A revelação ocorreu em uma reportagem recente, onde Flávio confirmou a solicitação de recursos, enfatizando que se tratava de uma iniciativa privada. Ele destacou que não houve envolvimento de dinheiro público ou da Lei Rouanet na negociação.
Em sua declaração, o senador afirmou que a relação com Vorcaro começou em dezembro de 2024, após o término do governo Bolsonaro, e que não havia suspeitas sobre o banqueiro na época. Flávio argumentou que o contato foi retomado devido a atrasos nos pagamentos do patrocínio necessário para concluir o filme.
Flávio negou qualquer tipo de acordo que envolvesse vantagens indevidas, ressaltando que não ofereceu benefícios em troca do apoio financeiro e que não intermediou negócios com o governo. Ele fez um apelo pela criação de uma Comissão Parlamentar de Inquérito (CPI) para investigar as relações de Vorcaro com o governo anterior.
Após a nota, um vídeo foi divulgado nas redes sociais, onde Flávio reiterou os mesmos argumentos, mencionando que Vorcaro havia interrompido os pagamentos e que existia um contrato formal sobre os repasses acordados.
Áudio revelador
Na reportagem, um áudio do senador foi divulgado, onde ele discute a importância do filme e a urgência dos pagamentos. Flávio expressa sua preocupação com a situação financeira do projeto, mencionando que as parcelas atrasadas geravam tensão entre os envolvidos na produção.
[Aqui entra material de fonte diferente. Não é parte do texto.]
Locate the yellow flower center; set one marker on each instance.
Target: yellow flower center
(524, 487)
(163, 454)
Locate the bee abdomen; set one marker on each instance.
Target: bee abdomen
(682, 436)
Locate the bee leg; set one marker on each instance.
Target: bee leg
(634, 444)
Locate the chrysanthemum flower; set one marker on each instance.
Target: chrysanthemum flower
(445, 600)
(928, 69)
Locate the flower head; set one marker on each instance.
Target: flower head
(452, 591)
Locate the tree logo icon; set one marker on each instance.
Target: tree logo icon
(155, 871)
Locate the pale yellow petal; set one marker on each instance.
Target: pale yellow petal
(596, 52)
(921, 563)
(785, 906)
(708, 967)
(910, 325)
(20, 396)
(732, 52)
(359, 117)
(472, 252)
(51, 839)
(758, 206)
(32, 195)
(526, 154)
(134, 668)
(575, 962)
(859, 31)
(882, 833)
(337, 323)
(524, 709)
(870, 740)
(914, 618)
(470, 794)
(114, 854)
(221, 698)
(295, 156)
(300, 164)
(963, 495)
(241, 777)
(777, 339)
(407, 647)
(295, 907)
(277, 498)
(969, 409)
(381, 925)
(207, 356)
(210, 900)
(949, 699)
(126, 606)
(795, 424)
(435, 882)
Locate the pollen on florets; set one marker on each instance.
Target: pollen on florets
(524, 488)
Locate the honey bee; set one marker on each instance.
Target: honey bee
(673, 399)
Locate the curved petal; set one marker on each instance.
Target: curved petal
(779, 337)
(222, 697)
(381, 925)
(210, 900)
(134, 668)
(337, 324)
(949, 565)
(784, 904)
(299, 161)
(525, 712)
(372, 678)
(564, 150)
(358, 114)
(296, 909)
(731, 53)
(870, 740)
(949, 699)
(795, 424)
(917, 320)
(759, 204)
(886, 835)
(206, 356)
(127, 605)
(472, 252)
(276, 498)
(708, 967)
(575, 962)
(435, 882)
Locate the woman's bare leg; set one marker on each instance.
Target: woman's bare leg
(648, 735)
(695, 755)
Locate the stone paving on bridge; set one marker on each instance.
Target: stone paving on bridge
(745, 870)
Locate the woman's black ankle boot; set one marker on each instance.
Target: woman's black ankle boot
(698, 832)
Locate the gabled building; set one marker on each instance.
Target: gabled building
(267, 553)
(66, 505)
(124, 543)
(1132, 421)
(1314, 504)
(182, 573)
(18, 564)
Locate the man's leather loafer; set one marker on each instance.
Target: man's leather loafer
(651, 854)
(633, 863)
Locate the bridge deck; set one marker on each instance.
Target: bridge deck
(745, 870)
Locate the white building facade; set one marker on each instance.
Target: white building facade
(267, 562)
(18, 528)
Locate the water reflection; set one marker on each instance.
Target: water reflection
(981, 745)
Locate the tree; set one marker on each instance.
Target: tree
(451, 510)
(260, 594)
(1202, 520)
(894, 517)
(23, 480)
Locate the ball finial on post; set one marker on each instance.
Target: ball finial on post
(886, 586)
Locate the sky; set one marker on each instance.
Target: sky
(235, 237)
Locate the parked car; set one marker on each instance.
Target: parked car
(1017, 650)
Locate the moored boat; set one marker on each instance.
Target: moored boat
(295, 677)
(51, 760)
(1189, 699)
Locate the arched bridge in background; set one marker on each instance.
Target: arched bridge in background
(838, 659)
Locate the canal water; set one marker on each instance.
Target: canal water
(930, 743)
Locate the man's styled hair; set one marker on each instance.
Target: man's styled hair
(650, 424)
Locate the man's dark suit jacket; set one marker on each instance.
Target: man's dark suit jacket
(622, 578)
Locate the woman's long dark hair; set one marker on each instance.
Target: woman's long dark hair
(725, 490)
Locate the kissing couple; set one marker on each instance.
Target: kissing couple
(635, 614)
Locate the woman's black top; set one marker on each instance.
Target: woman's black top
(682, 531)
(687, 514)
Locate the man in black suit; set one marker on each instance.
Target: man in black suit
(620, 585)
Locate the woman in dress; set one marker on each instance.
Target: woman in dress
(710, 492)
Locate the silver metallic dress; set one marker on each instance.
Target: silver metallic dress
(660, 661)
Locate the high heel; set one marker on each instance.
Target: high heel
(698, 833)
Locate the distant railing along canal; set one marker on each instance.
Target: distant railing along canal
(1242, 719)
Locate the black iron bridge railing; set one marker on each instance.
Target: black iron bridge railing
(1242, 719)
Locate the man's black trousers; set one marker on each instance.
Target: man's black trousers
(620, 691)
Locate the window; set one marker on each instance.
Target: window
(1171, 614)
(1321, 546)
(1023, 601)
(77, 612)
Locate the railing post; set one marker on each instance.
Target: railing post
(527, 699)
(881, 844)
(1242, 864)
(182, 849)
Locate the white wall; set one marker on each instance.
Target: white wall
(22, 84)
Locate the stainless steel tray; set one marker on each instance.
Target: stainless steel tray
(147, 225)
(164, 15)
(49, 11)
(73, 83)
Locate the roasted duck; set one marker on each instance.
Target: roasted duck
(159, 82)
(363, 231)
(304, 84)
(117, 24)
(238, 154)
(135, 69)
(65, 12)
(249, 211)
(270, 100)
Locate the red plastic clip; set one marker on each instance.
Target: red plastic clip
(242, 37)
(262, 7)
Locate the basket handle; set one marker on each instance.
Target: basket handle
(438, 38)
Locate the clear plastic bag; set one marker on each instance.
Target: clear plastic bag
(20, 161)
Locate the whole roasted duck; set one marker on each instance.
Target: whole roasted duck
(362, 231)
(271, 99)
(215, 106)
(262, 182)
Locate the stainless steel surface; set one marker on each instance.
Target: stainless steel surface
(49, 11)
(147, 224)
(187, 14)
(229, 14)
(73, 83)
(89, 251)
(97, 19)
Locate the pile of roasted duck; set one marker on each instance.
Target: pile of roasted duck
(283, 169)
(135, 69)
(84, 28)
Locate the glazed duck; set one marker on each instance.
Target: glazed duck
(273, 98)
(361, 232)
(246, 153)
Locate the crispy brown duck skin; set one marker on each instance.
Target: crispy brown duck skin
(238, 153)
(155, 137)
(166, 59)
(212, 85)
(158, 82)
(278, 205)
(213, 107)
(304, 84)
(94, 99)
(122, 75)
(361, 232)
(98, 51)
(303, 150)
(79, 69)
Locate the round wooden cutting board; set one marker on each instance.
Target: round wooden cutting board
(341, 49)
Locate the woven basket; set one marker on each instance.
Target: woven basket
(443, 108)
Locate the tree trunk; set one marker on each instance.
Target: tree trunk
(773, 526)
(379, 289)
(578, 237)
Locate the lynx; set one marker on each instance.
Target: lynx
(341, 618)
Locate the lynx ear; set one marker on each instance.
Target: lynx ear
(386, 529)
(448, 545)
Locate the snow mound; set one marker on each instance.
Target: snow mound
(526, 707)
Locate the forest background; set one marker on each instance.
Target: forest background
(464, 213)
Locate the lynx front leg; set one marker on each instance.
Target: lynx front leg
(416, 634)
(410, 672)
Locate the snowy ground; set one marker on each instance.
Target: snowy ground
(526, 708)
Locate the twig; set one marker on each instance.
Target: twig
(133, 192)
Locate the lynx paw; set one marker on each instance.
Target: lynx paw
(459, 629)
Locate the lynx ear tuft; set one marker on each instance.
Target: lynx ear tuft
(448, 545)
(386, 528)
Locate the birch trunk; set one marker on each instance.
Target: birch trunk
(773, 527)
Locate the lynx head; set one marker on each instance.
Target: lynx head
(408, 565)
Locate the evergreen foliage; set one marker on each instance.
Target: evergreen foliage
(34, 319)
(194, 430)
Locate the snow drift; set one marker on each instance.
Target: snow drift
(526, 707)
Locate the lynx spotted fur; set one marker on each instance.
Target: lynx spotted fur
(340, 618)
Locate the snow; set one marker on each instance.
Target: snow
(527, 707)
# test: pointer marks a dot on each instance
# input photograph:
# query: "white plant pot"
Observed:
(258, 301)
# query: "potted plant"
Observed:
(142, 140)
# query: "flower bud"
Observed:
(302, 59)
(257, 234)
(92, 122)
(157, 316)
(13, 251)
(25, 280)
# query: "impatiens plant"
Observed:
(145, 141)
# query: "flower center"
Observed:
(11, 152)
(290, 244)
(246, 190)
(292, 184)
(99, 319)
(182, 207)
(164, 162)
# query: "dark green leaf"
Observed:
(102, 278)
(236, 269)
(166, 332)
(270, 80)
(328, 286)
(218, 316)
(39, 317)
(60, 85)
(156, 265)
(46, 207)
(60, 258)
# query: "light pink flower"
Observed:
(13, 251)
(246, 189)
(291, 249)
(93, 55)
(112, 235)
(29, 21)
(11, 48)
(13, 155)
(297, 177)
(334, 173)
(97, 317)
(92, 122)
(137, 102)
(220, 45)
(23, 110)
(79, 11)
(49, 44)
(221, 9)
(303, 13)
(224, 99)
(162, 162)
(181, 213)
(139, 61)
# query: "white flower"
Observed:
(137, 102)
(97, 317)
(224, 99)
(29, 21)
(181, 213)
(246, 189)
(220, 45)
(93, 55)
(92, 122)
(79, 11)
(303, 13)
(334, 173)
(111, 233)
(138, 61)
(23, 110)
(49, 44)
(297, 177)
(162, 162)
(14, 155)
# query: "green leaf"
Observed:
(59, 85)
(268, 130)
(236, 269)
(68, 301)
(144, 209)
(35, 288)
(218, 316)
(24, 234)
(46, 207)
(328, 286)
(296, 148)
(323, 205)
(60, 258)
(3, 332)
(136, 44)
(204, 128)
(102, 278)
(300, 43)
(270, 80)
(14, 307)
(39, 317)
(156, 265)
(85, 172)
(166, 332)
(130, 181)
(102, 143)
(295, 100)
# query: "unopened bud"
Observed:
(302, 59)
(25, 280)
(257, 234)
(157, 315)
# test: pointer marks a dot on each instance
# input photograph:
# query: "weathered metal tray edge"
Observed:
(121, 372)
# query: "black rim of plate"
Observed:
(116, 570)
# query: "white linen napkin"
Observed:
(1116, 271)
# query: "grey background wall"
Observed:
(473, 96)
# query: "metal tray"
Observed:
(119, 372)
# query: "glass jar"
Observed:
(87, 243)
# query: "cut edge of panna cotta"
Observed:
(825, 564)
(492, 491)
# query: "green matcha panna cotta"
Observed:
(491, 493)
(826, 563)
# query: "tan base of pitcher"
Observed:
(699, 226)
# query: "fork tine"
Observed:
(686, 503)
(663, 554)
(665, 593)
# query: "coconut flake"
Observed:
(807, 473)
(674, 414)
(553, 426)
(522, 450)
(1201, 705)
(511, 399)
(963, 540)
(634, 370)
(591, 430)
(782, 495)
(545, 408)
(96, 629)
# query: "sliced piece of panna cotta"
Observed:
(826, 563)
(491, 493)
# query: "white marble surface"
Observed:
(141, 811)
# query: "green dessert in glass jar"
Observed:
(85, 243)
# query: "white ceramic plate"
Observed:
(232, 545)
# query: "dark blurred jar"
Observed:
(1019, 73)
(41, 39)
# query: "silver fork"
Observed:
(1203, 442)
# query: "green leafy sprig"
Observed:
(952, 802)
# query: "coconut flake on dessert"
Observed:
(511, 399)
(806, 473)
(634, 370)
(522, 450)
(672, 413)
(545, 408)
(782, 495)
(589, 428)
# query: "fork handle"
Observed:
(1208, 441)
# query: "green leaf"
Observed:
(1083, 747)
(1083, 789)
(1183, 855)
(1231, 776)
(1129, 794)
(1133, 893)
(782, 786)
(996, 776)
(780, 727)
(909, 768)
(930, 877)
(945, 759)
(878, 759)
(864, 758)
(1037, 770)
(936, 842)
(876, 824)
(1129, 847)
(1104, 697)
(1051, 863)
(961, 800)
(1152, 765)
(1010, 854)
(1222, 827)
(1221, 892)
Além do áudio, a investigação também trouxe à tona mensagens de WhatsApp e documentos que indicam que parte do valor foi transferida entre fevereiro e maio de 2025.
Desdobramentos legais
As últimas comunicações entre Flávio e Vorcaro ocorreram no início de novembro do ano passado, um período crítico para o Banco Master. Após essas interações, o Banco Central decretou a liquidação da instituição, e Vorcaro foi preso pela Polícia Federal em uma operação relacionada a fraudes financeiras.
Atualmente, o banqueiro está detido na Superintendência da PF em Brasília e está em negociações para um possível acordo de delação premiada. O filme, que está sendo produzido por uma empresa no exterior, conta com uma equipe internacional e tem previsão de lançamento para este ano. O apoio financeiro envolveu transferências internacionais de uma empresa controlada por Vorcaro para um fundo nos Estados Unidos, gerido por Paulo Calixto, advogado de Eduardo Bolsonaro, irmão de Flávio.